If the hole 24 is not formed in a part of the bending leaf spring 18, the bending leaf spring 18 is separated from the outer peripheral portion 7a of the counter plate 7 because the viscous fluid is incompressible. Deforms to the inner circumference side. In this case, the gap through which the viscous fluid flows becomes large, the desired viscous damping force cannot be obtained, and as described above, the power transmission system in which the spring force and the viscous damping force act in series cannot be realized.

In this embodiment, the bent leaf spring 1 is used.
By using No. 8, the axial dimension can be made smaller than that of the conventional coil spring. In addition, the conventional torsion spring and hysteresis generation mechanism,
Since it can be configured by the fluid chamber 17 and the bent leaf spring 18, the configuration is very simple and inexpensive. [Other Embodiments] In the above embodiment, the gap δ ₂ is formed in the ring opening portion 23 when the bent leaf spring is set. However, the gap δ ₂ of the ring opening portion 23 is set to "0" at the time of setting. It may be.

[0027]

As described above, in the damper device according to the present invention, the bending leaf spring is housed in the viscous fluid housing portion formed between the input portion and the output portion, and the bending portion is provided between the input portion and the output portion. Since the connection is made by the spring and the vibration is damped by the viscous fluid flowing through the gap between the viscous fluid storage portion and the curved leaf spring, the size can be reduced particularly in the axial direction.

[Brief description of drawings]

FIG. 1 is a partial vertical cross-sectional view of a flywheel assembly according to an embodiment of the present invention.

FIG. 2 is a partial front sectional view of the flywheel assembly.

FIG. 3 is a partially enlarged view of FIG.

FIG. 4 is a front view of a bent leaf spring.

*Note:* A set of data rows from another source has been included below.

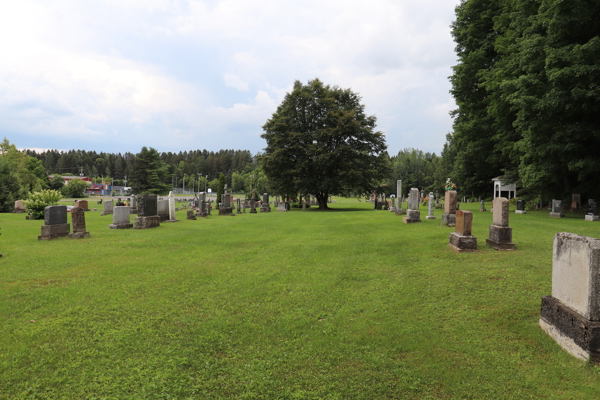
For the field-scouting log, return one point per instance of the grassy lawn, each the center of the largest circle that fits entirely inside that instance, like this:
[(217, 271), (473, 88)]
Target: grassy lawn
[(345, 304)]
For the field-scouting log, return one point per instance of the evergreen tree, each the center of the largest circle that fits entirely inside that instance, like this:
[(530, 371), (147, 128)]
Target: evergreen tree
[(149, 173)]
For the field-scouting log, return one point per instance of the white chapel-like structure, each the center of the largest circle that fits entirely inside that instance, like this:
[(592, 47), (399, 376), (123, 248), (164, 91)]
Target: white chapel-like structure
[(503, 189)]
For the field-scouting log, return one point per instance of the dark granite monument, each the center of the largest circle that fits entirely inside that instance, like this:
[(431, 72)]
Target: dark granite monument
[(55, 223)]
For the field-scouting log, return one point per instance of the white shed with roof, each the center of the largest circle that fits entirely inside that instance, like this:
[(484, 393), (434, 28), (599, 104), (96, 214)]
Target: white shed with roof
[(504, 189)]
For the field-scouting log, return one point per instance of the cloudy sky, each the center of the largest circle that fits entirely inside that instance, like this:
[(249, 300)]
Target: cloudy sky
[(116, 75)]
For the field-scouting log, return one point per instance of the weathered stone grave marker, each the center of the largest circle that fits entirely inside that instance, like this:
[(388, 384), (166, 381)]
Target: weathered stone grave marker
[(462, 240), (499, 234), (147, 216), (571, 316), (108, 206), (557, 209), (55, 223), (430, 206), (592, 214), (449, 216), (413, 214), (78, 222)]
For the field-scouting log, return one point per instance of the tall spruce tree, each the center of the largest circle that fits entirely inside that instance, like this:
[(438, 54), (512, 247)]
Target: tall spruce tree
[(150, 173)]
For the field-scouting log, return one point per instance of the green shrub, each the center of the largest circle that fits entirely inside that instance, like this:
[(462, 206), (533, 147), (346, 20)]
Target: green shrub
[(37, 201)]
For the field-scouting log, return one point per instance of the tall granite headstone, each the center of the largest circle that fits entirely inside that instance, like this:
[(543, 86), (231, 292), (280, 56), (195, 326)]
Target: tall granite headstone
[(449, 216), (147, 216), (499, 234), (462, 240), (121, 218), (55, 223), (571, 316), (413, 214), (575, 202), (557, 209), (108, 206), (520, 207), (253, 204), (264, 206), (172, 209), (430, 206), (78, 222), (592, 214)]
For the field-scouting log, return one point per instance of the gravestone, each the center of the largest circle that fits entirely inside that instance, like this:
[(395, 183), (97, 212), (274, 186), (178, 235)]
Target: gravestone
[(520, 207), (449, 216), (430, 206), (19, 207), (82, 204), (462, 240), (147, 216), (201, 206), (55, 223), (557, 209), (575, 202), (121, 218), (162, 209), (78, 222), (108, 206), (499, 234), (413, 214), (399, 189), (592, 214), (571, 315), (172, 209), (264, 206)]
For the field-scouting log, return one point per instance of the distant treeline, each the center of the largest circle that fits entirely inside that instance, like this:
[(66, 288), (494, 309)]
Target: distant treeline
[(118, 166)]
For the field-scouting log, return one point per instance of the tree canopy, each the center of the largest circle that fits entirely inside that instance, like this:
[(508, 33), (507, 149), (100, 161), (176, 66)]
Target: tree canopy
[(320, 141), (527, 90)]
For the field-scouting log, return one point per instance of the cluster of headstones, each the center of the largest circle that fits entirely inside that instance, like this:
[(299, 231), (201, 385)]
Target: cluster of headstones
[(56, 225)]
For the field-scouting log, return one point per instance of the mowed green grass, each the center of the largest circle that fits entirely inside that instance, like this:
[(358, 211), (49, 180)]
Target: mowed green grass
[(344, 304)]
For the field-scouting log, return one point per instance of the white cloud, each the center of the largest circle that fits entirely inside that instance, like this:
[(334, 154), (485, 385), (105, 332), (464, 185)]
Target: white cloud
[(236, 82), (150, 72)]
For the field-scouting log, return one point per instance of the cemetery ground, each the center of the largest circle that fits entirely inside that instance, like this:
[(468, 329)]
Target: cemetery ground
[(342, 304)]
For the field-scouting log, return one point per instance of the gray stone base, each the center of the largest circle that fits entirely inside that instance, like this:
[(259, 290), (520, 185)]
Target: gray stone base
[(576, 334), (449, 219), (500, 238), (460, 243), (121, 226), (48, 232), (79, 235), (147, 222)]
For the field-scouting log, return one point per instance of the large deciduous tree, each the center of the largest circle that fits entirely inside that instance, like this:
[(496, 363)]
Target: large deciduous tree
[(150, 173), (320, 141)]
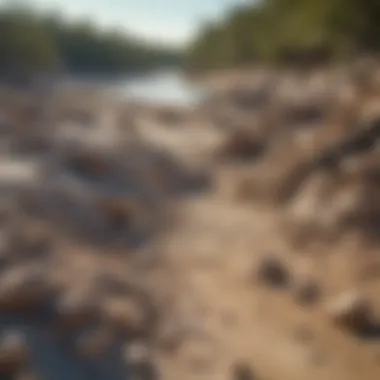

5 is a partially enlarged view of FIG.

FIG. 6 is a schematic diagram of a power transmission system of the flywheel assembly.

[Explanation of symbols]

 1 First Flywheel 3 Second Flywheel 6 Input Plate 7 Opposing Plate 12 Output Plate 14 Intermediate Plate 17 Fluid Chamber 18 Bending Leaf Spring 24 Hole

Claims (3)

[Claims] 1. A rotatable input part, an output part rotatable relative to the input part, and a viscous fluid storage part disposed between the input part and the output part for storing a viscous fluid therein. And accommodated in the viscous fluid container via a predetermined gap,
A damper device comprising: a bent leaf spring that elastically connects the input section and the output section. 2. The damper device according to claim 1, wherein the bent leaf spring partially has a hole through which a viscous fluid flows. 3. The bent leaf spring is formed by connecting a plurality of spring elements in series, and the spring element includes a ring portion having an open ring portion in a part thereof, and an outward ring portion from the open ring portion. The damper device according to claim 1, further comprising a pair of lever portions extending so as to be spaced apart from each other.